あのユリウスとコミニケーションを取れるだなんて。こんなに嬉しいことはない。
(名前で呼ばれてみたいなぁ)
彼の口からわたしの名を呼んで欲しい。
もっと彼と話がしたい。
普段彼がどのような生活を送っているのかこの目で見てみたい。
彼をもっと知りたい。
夫婦として仲良くなりたい。
想いがとめどなく溢れ出る。
しかし、今夜は失敗してしまった。
挽回のチャンスはあるのだろうか?
(とりあえず、いつユリウスが訪ねてきても良いように準備を万端にしなくちゃ!)
それならば、今夜は大人しく寝ておこう。
寝不足で彼に会うのは勿体無いのだから。
明日、起きた時にはドレスを着飾って、メイクもして貰おう。
彼はどんな髪型が好きだろうか、と考えながら眠りつく。
***
朝食を終えたわたしは早速、年若いメイドに何着かのドレスを持ってくるように頼んだ。
てっきり屋敷から持参したドレスを抱えてくるものだろうと思っていたのに、用意されたのは見たことのない新しいドレス。
「これは?」
「ユリウス様がリーシャ様にとご用意されたものです」
淡々と答えたメイドは愛想がなく、わたしが聞いたことしか話してはくれない。
(確かその理由はユリウスに命令されているからよね)
ユリウスはリーシャを監禁した上、自分しか頼れない状況を作り出すために、使用人に対して必要以上にリーシャと関わることを禁じた。

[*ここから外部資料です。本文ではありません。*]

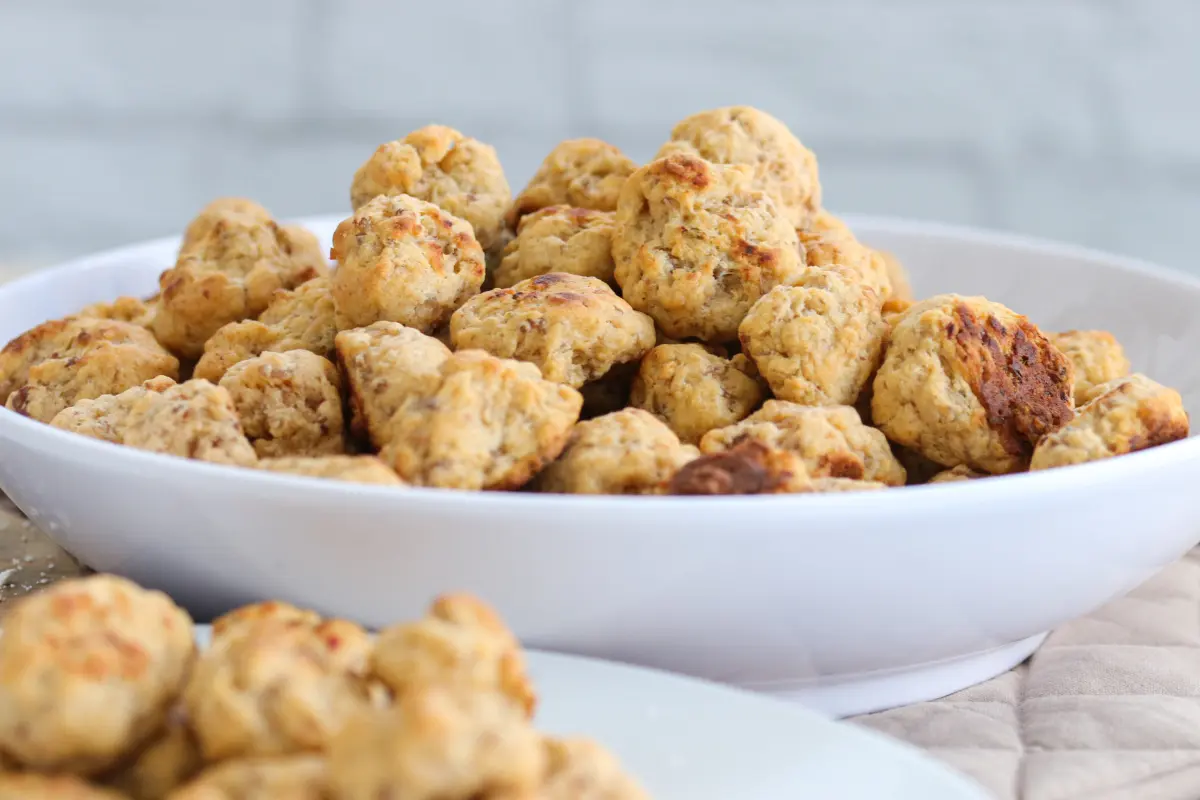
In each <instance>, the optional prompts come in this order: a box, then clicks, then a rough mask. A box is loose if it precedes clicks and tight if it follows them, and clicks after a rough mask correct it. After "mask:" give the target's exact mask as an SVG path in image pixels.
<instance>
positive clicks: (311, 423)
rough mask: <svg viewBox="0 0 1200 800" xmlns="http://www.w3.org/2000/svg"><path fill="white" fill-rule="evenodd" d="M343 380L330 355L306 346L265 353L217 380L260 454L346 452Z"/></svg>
mask: <svg viewBox="0 0 1200 800" xmlns="http://www.w3.org/2000/svg"><path fill="white" fill-rule="evenodd" d="M341 383H342V381H341V378H338V374H337V368H336V367H335V366H334V365H332V363H331V362H330V361H329V360H328V359H323V357H322V356H319V355H316V354H313V353H308V351H307V350H290V351H288V353H264V354H263V355H260V356H257V357H253V359H248V360H246V361H242V362H240V363H236V365H234V366H233V367H232V368H230V369H229V371H228V372H227V373H226V374H224V378H222V379H221V386H222V387H223V389H224V390H226V391H228V392H229V397H232V398H233V404H234V408H235V409H236V410H238V419H240V420H241V427H242V431H245V433H246V437H247V438H248V439H250V441H251V444H253V445H254V452H257V453H258V455H259V457H262V458H270V457H280V456H328V455H334V453H342V452H344V451H346V435H344V428H343V425H342V395H341Z"/></svg>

一方的に閉じ込めたことですっかりリーシャに嫌われてしまっているからこそ、彼はそのように命じてしまったのだ。
その事情はシナリオを通して知っているがゆえに、今は必要以上に関わることを止めておく。もしもユリウスにメイドと雑談している姿を見られでもしたら、メイドにお咎めがいってしまうだろうと判断したからだ。
(そのうちユリウスの態度が緩和したら、仲良くなれたら良いけれど)
それにしても、ユリウスルートを何周も回っておいて良かった。
さすがにこれが初見では心が折れる。
苦笑しながら、ドレスを選ぼうとしたーーそのタイミングでユリウスが訪ねてきたのだった。